If you want to compare categories, see what is malware.
When you’ll encounter a Trojan
You will usually hear the term Trojan in endpoint protection, malware analysis, phishing response, and incident investigations.
In phishing investigations
If a user opens an attachment that looked like an invoice, resume, or shared file and malicious code runs, that payload may be classified as a Trojan. The lure is often more important than the file type.
In endpoint detection alerts
EDR or antivirus tools may flag suspicious installers, scripts, or binaries as Trojan activity when the file appears legitimate but performs malicious actions after launch.
In malware families that load other malware
Many initial-access payloads are Trojans because their job is to establish a foothold and bring in the next stage, such as ransomware, infostealers, or remote access tools.
In unmanaged or lightly controlled environments
Trojans are especially common where users can install software freely, disable warnings, use local admin rights, or download files from untrusted sources. Small businesses and home-office setups often see this pattern.
For more on the delivery side, read what is phishing.

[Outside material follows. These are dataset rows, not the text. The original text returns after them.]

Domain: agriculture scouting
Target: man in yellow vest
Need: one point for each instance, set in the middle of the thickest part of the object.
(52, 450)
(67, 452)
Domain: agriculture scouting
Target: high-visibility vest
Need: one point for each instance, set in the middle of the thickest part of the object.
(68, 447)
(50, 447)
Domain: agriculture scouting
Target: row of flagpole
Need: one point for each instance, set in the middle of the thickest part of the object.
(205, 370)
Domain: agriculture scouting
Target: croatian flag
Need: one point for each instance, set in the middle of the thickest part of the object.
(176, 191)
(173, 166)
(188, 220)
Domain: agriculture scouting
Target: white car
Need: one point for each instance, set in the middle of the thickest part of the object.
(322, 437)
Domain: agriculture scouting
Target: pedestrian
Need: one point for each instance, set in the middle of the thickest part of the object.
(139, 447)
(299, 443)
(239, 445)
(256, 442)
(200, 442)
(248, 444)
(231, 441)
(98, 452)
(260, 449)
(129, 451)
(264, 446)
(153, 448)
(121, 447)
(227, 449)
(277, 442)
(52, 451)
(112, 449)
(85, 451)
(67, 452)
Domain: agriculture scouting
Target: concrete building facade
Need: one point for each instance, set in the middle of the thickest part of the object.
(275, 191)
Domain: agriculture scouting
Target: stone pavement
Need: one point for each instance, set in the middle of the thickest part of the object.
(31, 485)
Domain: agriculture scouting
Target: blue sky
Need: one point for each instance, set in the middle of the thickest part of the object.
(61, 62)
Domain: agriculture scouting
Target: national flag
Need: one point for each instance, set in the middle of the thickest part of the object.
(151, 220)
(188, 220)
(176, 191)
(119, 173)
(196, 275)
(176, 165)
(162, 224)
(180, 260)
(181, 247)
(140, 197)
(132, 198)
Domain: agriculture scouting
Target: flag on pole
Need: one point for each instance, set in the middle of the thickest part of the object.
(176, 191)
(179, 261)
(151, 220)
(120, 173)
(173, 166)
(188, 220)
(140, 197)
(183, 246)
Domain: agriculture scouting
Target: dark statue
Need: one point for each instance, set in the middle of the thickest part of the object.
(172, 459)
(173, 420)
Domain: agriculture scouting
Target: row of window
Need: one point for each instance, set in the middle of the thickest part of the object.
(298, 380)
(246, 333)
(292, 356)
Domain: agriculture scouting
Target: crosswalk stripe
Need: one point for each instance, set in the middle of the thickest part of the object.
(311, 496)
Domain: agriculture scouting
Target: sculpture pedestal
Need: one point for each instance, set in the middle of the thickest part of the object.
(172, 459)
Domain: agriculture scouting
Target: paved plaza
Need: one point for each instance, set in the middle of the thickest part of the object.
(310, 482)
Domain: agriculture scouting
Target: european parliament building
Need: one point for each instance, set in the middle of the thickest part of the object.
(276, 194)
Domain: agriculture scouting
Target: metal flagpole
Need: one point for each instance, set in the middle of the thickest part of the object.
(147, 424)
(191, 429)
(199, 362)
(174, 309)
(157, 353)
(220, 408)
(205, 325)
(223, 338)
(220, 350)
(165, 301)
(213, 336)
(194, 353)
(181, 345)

Why Trojans are still effective
Trojans remain common because they exploit a basic reality: users and admins have to run software to do their jobs. If an attacker can make a file look routine enough, technical controls may be bypassed by normal business behavior.
They also work well with modern attack chains:
- A phishing message creates urgency
- A user opens a file or installer
- The Trojan executes
- Additional payloads are fetched
- Credentials are stolen or persistence is established
That sequence is still effective because it combines human trust with technical follow-on actions.
How to reduce the risk of Trojan malware
Practical defenses focus on reducing the chance that untrusted code gets executed in the first place.
- Train users to be cautious with attachments, downloads, and fake updates
- Restrict local admin rights
- Use application allowlisting where possible
- Keep operating systems and software patched
- Filter email attachments and malicious links
- Monitor endpoints for unusual behavior
- Block or tightly control software from untrusted sources
On individual devices and small business endpoints, security tools such as Malwarebytes can add another layer against malicious downloads and suspicious executables. For users who frequently sign in to websites, a password manager like 1Password can also reduce the damage of credential theft by supporting stronger, unique passwords.
Bottom line
A Trojan is malware that gets executed by pretending to be something trustworthy. That deception makes it one of the most common ways attackers gain initial access, steal data, or load more dangerous payloads. If a file looks normal but behaves maliciously once opened, you are often dealing with a Trojan.